Lansing — Two weeks after Democrat Abdul El-Sayed launched his run for Michigan governor, his wife found out she was pregnant. Facing the prospect of his statewide campaign and her work schedule, they moved in with her parents to help raise the baby.
The couple got an unexpected bonus when they moved from Detroit to Shelby Township: Their auto insurance rates “dropped thousands of dollars,” said El-Sayed, 33. “And we don’t drive fancy cars. I drive a Ford Focus.”
Same drivers. Same cars. Different ZIP codes.
“That’s just wrong,” El-Sayed told The Detroit News, outlining his plan to reduce auto insurance rates by prohibiting insurers from using non-driving factors to determine rates, creating a “Truth in Insurance Commission” to oversee the industry, capping hospital charges and restricting attorney access to accident reports.
“The same driver shouldn’t pay different rates because they live in a different place, and that kind of red-lining by the insurance industry is exactly what’s wrong with the system,” he said. “It is a civil rights issue because the costs fall disproportionately on low-income folks and people of color.”
Insurers say they use several factors to mitigate risk and determine rates in Michigan, the only state in the nation that requires plans to include unlimited lifetime medical benefits under its no-fault auto law. Michigan rates consistently rank among the highest in the nation, with Detroit often cited as one of the most expensive cities in the country.
El-Sayed opposes Detroit Mayor Mike Duggan’s push to allow motorists a choice to buy plans with reduced medical coverage, saying it could create a two-tiered system where poor people have worse insurance. But he has proposed an ambitious and expensive Medicare-for-all program for Michigan that would alleviate the need for auto insurers to provide medical coverage.
The Duggan-backed plan failed in the House last fall, another setback in a decades-long battle that has featured intense lobbying by the auto insurance industry, hospitals and trial lawyers. A Detroit group is trying to revive the debate by running billboardsmocking lawmakers for inaction and promoting a revised “driver’s choice” proposal.
Current Michigan law requires insurers to consider factors such as age, driving record and average miles driven before factoring in geography. El-Sayed’s plan, like Democratic legislation introduced in the state House, would prohibit territorial rate setting and ban the use of credit scores and other socioeconomic factors for rate setting.

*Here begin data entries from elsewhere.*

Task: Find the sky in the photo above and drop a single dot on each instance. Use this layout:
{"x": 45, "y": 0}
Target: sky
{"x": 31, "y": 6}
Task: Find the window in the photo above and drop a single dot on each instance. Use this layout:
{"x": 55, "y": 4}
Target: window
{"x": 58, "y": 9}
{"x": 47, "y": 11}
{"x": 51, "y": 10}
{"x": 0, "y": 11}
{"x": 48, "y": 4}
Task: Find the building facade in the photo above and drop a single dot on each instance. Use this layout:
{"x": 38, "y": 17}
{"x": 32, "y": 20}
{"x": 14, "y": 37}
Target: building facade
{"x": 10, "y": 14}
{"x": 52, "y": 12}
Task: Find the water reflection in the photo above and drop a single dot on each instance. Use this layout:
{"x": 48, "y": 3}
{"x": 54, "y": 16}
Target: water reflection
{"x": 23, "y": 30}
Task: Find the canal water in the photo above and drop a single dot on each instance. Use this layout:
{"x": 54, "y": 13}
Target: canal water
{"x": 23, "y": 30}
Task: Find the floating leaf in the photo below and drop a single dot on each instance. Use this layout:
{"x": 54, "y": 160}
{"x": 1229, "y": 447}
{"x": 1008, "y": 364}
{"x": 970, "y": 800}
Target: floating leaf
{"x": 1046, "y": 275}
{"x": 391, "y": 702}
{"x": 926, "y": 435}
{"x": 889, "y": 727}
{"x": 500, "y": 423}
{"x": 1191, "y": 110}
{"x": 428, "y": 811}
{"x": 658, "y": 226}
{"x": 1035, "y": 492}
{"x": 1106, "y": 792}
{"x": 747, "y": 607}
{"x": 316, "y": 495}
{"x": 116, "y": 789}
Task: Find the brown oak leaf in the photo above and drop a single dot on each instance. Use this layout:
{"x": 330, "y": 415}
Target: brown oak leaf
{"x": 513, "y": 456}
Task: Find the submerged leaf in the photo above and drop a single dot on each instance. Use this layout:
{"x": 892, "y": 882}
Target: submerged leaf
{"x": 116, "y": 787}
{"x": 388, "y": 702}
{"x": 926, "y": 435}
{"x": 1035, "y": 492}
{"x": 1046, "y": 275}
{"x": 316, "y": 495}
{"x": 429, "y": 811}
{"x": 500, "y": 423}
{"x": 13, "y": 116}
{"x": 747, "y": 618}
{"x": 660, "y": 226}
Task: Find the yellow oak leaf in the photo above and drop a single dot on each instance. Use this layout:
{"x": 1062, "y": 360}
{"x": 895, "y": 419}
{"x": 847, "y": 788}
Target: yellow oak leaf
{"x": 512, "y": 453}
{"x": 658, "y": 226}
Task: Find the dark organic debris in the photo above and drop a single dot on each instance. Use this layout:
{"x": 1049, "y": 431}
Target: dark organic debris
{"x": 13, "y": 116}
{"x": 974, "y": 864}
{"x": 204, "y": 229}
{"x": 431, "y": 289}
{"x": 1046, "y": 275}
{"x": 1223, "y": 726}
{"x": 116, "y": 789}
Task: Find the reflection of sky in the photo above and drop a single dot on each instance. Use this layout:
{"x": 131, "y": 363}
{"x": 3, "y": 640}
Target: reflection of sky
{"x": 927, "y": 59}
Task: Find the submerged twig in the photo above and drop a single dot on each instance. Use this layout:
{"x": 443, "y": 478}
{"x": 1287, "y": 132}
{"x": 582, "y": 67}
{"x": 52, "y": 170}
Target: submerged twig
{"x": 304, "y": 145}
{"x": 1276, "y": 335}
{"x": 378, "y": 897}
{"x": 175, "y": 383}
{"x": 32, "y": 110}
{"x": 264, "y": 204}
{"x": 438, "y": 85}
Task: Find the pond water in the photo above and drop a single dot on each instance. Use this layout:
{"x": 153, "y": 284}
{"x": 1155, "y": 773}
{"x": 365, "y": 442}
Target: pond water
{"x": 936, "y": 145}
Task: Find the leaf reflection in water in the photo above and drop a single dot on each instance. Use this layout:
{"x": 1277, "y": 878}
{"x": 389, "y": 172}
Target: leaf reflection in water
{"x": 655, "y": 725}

The former Detroit health director also wants to cap medical provider reimbursement rates for auto accident victims at 130 percent of Medicare, establish a fraud authority to monitor insurers and create an Auto Victim’s Privacy Protection Plan that would restrict attorney access to accident reports, victim’s personal information and direct mail solicitations.
“We’ve got to stand up to make sure we’re protecting Michiganders from exploitation by ambulance chasers and exploitation by the hospital industry that’s charging auto insurance substantially more than it’s charging health insurance for the same services,” El-Sayed said.
His auto insurance reform proposal is the most comprehensive call for action of its kind so far in the Democratic gubernatorial primary, but he is not the only candidate talking about the issue.
Former Senate Minority Leader Gretchen Whitmer, endorsed by Duggan, has said insurers should not be able to use zip codes or credit scores to determine rates and wants transparency in the Michigan Catastrophic Claims Association. Ann Arbor entrepreneur Shri Thanedar also wants to ban the use of non-driving factors in rate setting.
El-Sayed’s plan proposes formation of a Truth in Insurance Commission that would review rate changes in coordination with the Michigan Department of Insurance and Financial Services, communicate rate changes to the public, hold public hearings and oversee a statewide study of auto rates and assessments.
He also wants to require insurers release data on premiums and payouts and is proposing to open up the Michigan Catastrophic Claims Association to the Freedom of Information Act. The MCCA assesses an annual fee, set to rise from $170 to $192 per vehicle on July 1, to reimburse insurers for no-fault claims that cost more than $555,000.
Most of El-Sayed’s auto insurance plans would require approval by the Legislature, which has debated reforms for decades but failed to find consensus on any single plan.
El-Sayed, who has never held elected office, said he would use leverage afforded by the governor’s office to push for change. The progressive Democrat thinks he is in a unique position to be a “fair arbiter” because he has not received contributions from the insurance industry, hospitals or trial lawyer groups.
“All three of these industries want to keep their choke hold on what is a cash cow for them,” he said. “It’s going to take all three of them being willing to put the people of Michigan first, and therefore all of their political clients – their politicians who have taken their money – to be able to put the people they serve first.”